Amy’s mom came in to wake them up early so they could all sit down to breakfast before the movers came. At first Katie forgot where she was. Then she felt happy to see Amy next to her, slowly wiggling herself awake. Then all at once she remembered the terrible truth: It was moving day. It was actually going to happen.
Today. This morning, in fact.
Amy’s dad brought in breakfast from the Westbrook Diner. It was a sampling of their favorites: bacon and eggs, waffles, and banana-blueberry pancakes. Everyone ate a little of everything, and they ate off paper plates and used plastic utensils because all the kitchen stuff was already packed up.

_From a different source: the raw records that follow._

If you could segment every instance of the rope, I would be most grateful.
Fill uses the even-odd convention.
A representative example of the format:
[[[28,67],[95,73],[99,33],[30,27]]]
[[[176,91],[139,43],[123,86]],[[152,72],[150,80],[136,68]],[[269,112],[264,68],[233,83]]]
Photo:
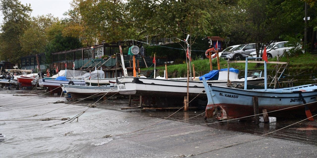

Not that that was so new. Over the past several weeks Katie had been watching the inside of Amy’s house slowly disappear. All the things she’d known and loved for so long were gone now. The wooden clock shaped like an apple with a second hand that had a bumblebee at the tip. The row of ferns on the kitchen windowsill. The big bowl of pine cones on the coffee table, picked by Amy’s mom from the woods in the backyard. The framed crayon-and-watercolor picture of an owl that Amy had made in third grade when their class was studying owls. (Katie had made one too, and it was displayed in her own kitchen.) Katie had been getting sad every time she walked in the house and something new was packed up. It was as though something big and permanent in the town, like the fire station or the post office, had suddenly been torn down.
Soon the movers were carrying boxes and Amy and Katie were sitting on the back steps so they didn’t have to watch.
Katie heard one of the movers talking to Amy’s dad. “California, huh?” he said. “Can’t get much farther from Connecticut than that, I guess!” The mover laughed as if it were the funniest thing ever.
Katie covered her face with her hands and began crying.
Amy put her arm around Katie’s shoulders. “It doesn’t matter how far away we are,” she whispered. Katie could hear that Amy was crying too. “We’re best friends. We’re best friends forever.”
Katie nodded, her head still in her hands. “I know,” she tried to say. But she couldn’t get the words out.